Several steps are possible to find a theoretical solution to this confusing situation and to establish evidence-based criteria that can standardize practice in the area of AHPs and ADHD:

  1. When the DSM-IV is assembled, the system should finally acknowledge the existence and clinical importance of normal temperament differences. No longer should they be ignored, trivialized, or pathologized. Temperament variations are frequently annoying to parents and teachers but do not necessarily make the child dysfunctional without other factors. The important quality of adaptability should be understood for its central position in behavioral adjustment. Adequate recognition should be given to the power of these interactions to affect the behavioral adjustment of children. Neither environmental nor biological determinism explains all children's problems.
  2. A revised ADHD diagnosis would be more tenable if it were limited to those 1% to 2% of the population who are truly extremely “hyperkinetic,” that is, so objectively and pervasively hyperactive and nonpersistent that these traits are the problem itself.
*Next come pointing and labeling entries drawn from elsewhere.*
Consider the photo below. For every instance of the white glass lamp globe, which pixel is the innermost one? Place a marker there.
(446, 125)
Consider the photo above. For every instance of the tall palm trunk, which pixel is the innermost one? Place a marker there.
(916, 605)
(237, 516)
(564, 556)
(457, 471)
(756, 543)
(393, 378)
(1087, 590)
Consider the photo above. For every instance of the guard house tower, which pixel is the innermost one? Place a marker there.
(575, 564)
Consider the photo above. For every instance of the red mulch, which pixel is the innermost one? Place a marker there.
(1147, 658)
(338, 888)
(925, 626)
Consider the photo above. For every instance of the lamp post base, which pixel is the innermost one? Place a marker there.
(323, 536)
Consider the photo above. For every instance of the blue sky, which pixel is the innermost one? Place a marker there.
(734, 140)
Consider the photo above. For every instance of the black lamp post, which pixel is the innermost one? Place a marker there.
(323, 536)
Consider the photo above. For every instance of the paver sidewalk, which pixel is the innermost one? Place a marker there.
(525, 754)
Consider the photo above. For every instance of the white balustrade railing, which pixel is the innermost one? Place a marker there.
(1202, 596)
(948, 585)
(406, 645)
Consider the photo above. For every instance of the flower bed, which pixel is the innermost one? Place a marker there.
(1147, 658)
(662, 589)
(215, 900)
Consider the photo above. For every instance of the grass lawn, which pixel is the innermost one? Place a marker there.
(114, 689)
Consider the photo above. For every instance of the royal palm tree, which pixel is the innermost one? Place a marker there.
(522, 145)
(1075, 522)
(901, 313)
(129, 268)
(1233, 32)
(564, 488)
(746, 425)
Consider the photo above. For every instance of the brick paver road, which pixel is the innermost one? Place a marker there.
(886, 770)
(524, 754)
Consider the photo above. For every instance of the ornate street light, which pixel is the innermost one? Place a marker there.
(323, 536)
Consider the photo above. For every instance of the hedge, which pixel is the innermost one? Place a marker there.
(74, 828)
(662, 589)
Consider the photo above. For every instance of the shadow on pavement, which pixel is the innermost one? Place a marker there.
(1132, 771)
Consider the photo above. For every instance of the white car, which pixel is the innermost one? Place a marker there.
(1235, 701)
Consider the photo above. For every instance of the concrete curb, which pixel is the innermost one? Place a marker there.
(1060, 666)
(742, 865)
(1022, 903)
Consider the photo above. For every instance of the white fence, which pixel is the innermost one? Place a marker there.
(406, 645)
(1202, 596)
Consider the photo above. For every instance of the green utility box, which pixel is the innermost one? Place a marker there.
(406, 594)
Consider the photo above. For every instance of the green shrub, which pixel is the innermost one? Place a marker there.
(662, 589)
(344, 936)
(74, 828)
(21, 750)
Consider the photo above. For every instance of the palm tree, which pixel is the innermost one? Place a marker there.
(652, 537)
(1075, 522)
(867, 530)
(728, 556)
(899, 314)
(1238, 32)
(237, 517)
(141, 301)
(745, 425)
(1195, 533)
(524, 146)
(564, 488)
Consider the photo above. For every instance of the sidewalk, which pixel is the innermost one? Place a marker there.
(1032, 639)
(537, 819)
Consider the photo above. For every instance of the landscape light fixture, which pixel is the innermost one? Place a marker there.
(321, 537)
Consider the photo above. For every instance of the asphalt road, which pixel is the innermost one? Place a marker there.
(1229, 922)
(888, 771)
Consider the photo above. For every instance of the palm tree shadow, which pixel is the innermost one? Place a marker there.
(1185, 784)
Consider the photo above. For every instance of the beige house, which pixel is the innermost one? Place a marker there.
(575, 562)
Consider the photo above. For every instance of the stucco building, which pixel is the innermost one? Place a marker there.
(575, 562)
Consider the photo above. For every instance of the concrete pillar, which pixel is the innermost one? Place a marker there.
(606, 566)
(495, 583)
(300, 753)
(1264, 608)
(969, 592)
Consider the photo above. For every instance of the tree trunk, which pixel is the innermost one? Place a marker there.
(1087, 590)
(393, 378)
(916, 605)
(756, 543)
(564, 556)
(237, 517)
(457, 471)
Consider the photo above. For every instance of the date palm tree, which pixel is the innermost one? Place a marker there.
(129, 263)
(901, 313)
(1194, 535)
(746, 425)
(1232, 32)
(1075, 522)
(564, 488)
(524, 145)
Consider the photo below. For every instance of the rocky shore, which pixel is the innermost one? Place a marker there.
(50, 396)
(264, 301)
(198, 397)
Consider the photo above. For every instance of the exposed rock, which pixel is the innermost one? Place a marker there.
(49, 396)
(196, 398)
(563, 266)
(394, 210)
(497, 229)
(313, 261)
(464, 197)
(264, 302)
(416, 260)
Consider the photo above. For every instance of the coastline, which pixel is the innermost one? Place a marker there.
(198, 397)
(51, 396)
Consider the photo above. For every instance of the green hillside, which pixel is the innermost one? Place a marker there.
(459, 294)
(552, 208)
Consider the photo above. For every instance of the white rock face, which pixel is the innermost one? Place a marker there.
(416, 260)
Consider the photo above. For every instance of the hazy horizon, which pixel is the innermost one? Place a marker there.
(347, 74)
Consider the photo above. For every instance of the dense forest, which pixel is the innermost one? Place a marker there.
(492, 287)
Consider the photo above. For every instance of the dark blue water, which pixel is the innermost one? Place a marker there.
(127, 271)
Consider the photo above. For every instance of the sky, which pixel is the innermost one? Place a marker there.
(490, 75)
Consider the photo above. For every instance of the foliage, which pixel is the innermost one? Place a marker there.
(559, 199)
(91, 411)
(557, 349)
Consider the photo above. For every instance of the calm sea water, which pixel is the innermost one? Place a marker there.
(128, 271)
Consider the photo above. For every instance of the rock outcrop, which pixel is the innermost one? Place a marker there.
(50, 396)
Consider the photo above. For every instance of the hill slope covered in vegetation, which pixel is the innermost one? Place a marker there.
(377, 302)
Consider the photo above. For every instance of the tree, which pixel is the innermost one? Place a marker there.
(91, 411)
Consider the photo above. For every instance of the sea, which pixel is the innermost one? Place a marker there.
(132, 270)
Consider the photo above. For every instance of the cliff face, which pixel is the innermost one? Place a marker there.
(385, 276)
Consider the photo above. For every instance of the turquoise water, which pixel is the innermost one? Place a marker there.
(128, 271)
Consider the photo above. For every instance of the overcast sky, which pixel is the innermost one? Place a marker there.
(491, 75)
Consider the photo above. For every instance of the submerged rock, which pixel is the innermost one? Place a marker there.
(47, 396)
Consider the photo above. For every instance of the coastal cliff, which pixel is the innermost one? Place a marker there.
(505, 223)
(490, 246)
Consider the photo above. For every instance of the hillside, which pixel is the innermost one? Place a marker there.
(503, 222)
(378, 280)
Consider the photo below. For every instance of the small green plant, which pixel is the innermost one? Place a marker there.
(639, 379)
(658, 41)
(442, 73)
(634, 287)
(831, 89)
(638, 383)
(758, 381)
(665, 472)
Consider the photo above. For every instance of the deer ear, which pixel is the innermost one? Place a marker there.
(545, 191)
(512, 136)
A categorical diagnosis of ADHD based on vague descriptions such as “often talks excessively” should be replaced with clearer, more reliable criteria.
  3. The other 5% to 10% of the child population now being labeled with ADHD would best be diagnosed as having either: a) annoying but normal temperament traits without dysfunction in social or school adjustment; b) adjustment disorders related to individual-environment interactions, often involving a poor fit; or c) a variety of other problems stemming from other causes largely in the environment like parental conflict and social disorganization or in the individual child such as learning disabilities and chronic-illness.
  4. Any diagnosis or suggestion of brain malfunction should be based only on some objective evidence of it.
  5. Until clearer diagnostic system evolves, children will be better served by the use of comprehensive functional assessments, consisting of separate evaluations of strengths and liabilities in the several areas of adjustment: social relations, task performance, self-relations, internal status, and coping patterns.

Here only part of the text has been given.